[proofplan]
We first reduce the theorem from an arbitrary finite closed interval $[a,b]$ to the interval $[0,1]$ by an affine change of variables, treating the degenerate case $a=b$ separately. On $[0,1]$, we approximate the transported function by its Bernstein polynomials. The Bernstein error is written as a weighted average, split into indices near $t$ and far from $t$, with [uniform continuity](/page/Uniform%20Continuity) controlling the near part and the binomial variance identity controlling the far part uniformly in $t$.
[/proofplan]
[step:Dispose of the degenerate interval case]

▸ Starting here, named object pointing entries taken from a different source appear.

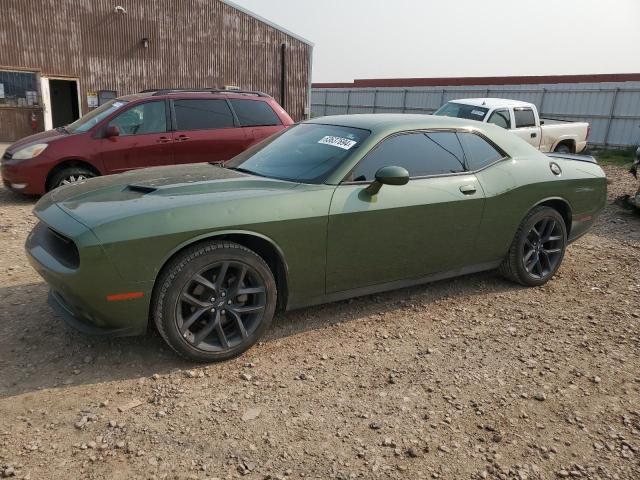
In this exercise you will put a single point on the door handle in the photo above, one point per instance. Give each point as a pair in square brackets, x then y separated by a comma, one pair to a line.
[468, 189]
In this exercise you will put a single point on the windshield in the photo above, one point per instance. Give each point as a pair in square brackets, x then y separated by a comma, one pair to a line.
[305, 153]
[460, 110]
[95, 116]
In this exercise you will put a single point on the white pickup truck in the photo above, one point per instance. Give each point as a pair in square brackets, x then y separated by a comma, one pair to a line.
[522, 119]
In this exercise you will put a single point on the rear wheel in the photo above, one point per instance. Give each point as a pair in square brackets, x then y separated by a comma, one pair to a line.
[68, 176]
[537, 249]
[214, 301]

If $a=b$, define the polynomial
\begin{align*}
p: \mathbb{R} &\to \mathbb{R} \\
x &\mapsto f(a).
\end{align*}
Then for the only point $x \in [a,b]$, namely $x=a$, we have $|f(x)-p(x)|=0 \leq \varepsilon$. Hence the theorem holds when $a=b$.
[/step]
[step:Transport the problem to the unit interval]

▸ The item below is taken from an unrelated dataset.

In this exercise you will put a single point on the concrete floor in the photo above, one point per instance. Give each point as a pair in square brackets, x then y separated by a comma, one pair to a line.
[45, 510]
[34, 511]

Assume now that $a<b$. Define the affine map
\begin{align*}
A: [0,1] &\to [a,b] \\
t &\mapsto a+(b-a)t,
\end{align*}
and define
\begin{align*}
g: [0,1] &\to \mathbb{R} \\
t &\mapsto f(A(t)).
\end{align*}
Since $A$ is [continuous](/page/Continuity) and $f \in C[a,b]$, the composition $g=f\circ A$ belongs to $C[0,1]$. It is enough to prove that for every $\varepsilon>0$ there is a polynomial $q:\mathbb{R}\to\mathbb{R}$ such that $|g(t)-q(t)|\leq\varepsilon$ for all $t\in[0,1]$, because then
\begin{align*}
p: \mathbb{R} &\to \mathbb{R} \\
x &\mapsto q\left(\frac{x-a}{b-a}\right)
\end{align*}
is a polynomial and, for every $x\in[a,b]$, the point $t=(x-a)/(b-a)$ lies in $[0,1]$, so
\begin{align*}
|f(x)-p(x)|=|g(t)-q(t)|\leq \varepsilon.
\end{align*}
[/step]
[step:Define the Bernstein polynomial and express its error as a weighted average]

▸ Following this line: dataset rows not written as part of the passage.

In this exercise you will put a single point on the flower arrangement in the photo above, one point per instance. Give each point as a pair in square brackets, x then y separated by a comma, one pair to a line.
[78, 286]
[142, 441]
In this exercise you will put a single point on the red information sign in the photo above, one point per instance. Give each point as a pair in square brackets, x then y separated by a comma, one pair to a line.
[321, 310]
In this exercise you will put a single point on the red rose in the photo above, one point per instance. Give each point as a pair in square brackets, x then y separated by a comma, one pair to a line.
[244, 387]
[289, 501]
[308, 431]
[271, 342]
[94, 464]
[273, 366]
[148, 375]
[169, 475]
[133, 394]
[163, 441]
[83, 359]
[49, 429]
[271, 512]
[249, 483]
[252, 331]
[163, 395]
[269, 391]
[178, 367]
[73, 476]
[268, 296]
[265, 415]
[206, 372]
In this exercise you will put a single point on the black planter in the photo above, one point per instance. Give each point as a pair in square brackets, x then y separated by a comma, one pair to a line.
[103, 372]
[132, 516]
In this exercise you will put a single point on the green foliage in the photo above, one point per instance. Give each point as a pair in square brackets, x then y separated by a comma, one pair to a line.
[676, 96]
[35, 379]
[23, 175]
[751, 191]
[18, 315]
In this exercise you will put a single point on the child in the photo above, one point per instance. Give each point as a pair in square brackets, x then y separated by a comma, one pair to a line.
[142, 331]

Fix $\varepsilon>0$. For each $n\in\mathbb{N}$, define the polynomial
\begin{align*}
B_n: \mathbb{R} &\to \mathbb{R} \\
t &\mapsto \sum_{k=0}^{n} g\left(\frac{k}{n}\right)\binom{n}{k}t^k(1-t)^{n-k}.
\end{align*}
For $t\in[0,1]$, define the Bernstein weight
\begin{align*}
w_{n,k}(t):=\binom{n}{k}t^k(1-t)^{n-k}
\end{align*}
for each integer $k$ with $0\leq k\leq n$. By the [binomial theorem](/theorems/750),
\begin{align*}
\sum_{k=0}^{n} w_{n,k}(t)
=
\sum_{k=0}^{n}\binom{n}{k}t^k(1-t)^{n-k}
=
(t+(1-t))^n
=
1.
\end{align*}
Therefore, for every $t\in[0,1]$,
\begin{align*}
B_n(t)-g(t)
&=
\sum_{k=0}^{n}\left[g\left(\frac{k}{n}\right)-g(t)\right]w_{n,k}(t).
\end{align*}
[/step]
[step:Estimate the far weights by the binomial variance identity]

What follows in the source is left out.